In this tutorial, we'll learn how to shrink or reduce Git repo size using git filter-branch
. We'll cover identifying large files, safely removing them, and cleaning up to maintain a more efficient and manageable repository.
In the world of coding, Git is like a magical diary, keeping track of all the changes we make in our projects. But sometimes, this diary gets too full, making it heavy and slow to use. This happens when our Git repository, where all our project's history is stored, becomes bloated with too many or too large files. It's like having a backpack full of unnecessary things, making it hard to carry around.
To deal with this, we have a special tool in Git called git filter-branch
. Think of it as a magic wand that lets us go back in time and remove things we no longer need from our diary. By using it, we can make our Git repository lighter and more efficient, like cleaning out that overloaded backpack.
Steps to reduce git repo size using filter-branch
1. Checking Git Repository Size
Assuming you have already cloned your repository, open your command line and navigate to your repository's root directory. Run this simple command to see the size:
$ du -sh .git 723M .git
This command will display the size of the .git
folder, which is where all your repository's history and data are stored. In my case it was around 723MB.
2. Take Backup of your Git Repo
Before diving into cleaning up our Git repository, it's like preparing for a big cleaning day in our house. We need to make sure all our valuable items are safe. In the Git world, this means creating a backup of our entire repository. This is super important because if something unexpected happens during the cleanup, we don't lose our precious work.
To create a backup, we simply make a complete copy of our repository. Open your command line, navigate to the directory containing your repository, and run:
git clone --mirror [your-repo-url] [backup-repo-name].git
Replace [your-repo-url]
with your repository's URL and [backup-repo-name]
with a name for your backup repository. This command creates a full mirror of your repository, including all branches and tags.
3. Identifying Large Files in Your Repository
Execute the following set of commands from the terminal inside your git repository:
git rev-list --objects --all | git cat-file --batch-check='%(objecttype) %(objectname) %(objectsize) %(rest)' | sed -n 's/^blob //p' | sort --numeric-sort --key=2 | cut -c 1-12,41- | $(command -v gnumfmt || echo numfmt) --field=2 --to=iec-i --suffix=B --padding=7 --round=nearest
This magical incantation tells Git to list all the objects in the repository, along with their sizes.
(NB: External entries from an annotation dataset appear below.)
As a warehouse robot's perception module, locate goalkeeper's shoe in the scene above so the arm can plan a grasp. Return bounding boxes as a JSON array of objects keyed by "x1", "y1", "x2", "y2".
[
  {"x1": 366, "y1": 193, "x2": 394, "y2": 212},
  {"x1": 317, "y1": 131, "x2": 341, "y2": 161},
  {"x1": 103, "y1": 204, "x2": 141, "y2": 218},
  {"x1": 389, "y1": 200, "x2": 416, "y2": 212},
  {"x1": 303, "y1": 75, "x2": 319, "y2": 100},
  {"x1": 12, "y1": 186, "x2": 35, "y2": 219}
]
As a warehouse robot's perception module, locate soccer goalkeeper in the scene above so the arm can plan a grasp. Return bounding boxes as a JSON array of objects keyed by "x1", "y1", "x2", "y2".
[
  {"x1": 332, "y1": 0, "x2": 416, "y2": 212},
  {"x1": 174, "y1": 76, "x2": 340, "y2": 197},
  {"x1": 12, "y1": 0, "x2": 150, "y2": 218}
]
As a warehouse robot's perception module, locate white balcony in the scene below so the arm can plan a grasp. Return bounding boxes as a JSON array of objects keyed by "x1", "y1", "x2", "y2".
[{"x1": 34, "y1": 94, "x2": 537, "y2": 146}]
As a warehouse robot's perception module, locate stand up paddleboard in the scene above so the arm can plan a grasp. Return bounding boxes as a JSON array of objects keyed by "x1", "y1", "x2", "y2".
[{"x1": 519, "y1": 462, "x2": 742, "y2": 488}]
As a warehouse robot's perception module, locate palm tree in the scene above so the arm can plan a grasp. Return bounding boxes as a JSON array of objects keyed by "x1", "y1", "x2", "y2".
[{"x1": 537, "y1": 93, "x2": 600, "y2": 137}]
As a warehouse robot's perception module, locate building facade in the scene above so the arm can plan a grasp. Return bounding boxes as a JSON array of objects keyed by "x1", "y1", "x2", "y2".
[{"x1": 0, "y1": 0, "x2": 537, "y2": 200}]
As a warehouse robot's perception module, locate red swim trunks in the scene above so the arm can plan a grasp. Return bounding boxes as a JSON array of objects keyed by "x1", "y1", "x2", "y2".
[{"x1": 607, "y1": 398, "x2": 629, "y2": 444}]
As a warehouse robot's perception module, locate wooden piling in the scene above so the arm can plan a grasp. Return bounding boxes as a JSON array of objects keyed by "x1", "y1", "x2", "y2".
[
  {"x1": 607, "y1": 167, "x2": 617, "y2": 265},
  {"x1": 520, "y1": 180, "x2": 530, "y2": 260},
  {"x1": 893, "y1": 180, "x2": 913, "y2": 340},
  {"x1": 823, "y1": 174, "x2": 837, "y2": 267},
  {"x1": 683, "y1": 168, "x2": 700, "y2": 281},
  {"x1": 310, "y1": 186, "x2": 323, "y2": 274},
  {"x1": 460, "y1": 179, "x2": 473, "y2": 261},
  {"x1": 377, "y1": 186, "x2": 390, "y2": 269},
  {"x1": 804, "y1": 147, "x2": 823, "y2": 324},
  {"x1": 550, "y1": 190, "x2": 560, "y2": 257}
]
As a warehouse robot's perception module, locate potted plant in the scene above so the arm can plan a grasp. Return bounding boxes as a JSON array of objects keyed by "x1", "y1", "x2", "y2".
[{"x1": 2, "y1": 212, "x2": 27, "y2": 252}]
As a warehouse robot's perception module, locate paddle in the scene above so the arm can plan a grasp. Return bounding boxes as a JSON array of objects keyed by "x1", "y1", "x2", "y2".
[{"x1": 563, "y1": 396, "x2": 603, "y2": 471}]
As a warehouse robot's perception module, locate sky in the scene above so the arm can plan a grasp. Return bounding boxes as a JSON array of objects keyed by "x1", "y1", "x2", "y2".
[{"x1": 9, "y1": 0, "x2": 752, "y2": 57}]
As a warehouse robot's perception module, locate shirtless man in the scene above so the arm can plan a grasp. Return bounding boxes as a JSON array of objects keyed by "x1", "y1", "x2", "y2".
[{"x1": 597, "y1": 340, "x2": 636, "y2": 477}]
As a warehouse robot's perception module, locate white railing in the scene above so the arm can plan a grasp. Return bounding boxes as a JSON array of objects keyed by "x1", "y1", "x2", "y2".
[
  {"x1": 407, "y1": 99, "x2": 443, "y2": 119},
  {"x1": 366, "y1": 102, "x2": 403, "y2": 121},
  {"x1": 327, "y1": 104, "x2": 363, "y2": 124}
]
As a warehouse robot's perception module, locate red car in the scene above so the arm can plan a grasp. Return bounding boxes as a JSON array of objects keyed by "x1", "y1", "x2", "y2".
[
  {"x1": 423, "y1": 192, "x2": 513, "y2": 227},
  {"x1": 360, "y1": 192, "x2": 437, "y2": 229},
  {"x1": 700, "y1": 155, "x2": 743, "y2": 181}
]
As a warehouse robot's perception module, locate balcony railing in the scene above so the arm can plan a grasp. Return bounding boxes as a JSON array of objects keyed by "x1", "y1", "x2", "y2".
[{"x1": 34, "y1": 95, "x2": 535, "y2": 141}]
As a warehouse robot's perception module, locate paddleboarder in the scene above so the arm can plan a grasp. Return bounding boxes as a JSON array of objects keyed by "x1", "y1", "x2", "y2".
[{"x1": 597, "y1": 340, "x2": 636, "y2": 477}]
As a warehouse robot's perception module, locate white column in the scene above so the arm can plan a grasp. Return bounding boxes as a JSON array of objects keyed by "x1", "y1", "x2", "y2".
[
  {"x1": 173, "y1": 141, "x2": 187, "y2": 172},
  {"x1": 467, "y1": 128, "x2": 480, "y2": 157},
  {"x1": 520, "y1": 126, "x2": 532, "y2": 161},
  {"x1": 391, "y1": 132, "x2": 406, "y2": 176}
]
After running the script, you'll see a list of files. Each line shows a file's unique identifier, its size, and its location in your repository. Now, look through the list and decide which files to remove. Usually, these are very large files that aren't needed in your project's history, like old database backups or large media files. Think carefully about each file - removing it will erase it from your project's history. If you're unsure, it's always safer to check with your team or keep the file.
In my case I found these binaries which have been compiled and stored in my git history which I don't need anymore and they seem to be taking 42Mb for each commit:
... 836f2f1e9cc5 12MiB my-repo/CKEY/libnss_ckey.so.2 07803f403369 12MiB my-repo/CKEY/libnss_ckey.so.2 4895a2ac88ac 12MiB my-repo/CKEY/libnss_ckey.so.2 50f5f8313da7 12MiB my-repo/CKEY/libnss_ckey.so.2 221021f8f8cf 12MiB my-repo/CKEY/libnss_ckey.so.2 edb181368bf9 12MiB my-repo/CKEY/libnss_ckey.so.2 62bdefc78547 12MiB my-repo/CKEY/libnss_ckey.so.2 ...
4. Using git filter-branch to Remove Unwanted Data
Now, to start cleaning, we use the git filter-branch
command. This powerful tool allows us to rewrite history by removing files we don't need anymore.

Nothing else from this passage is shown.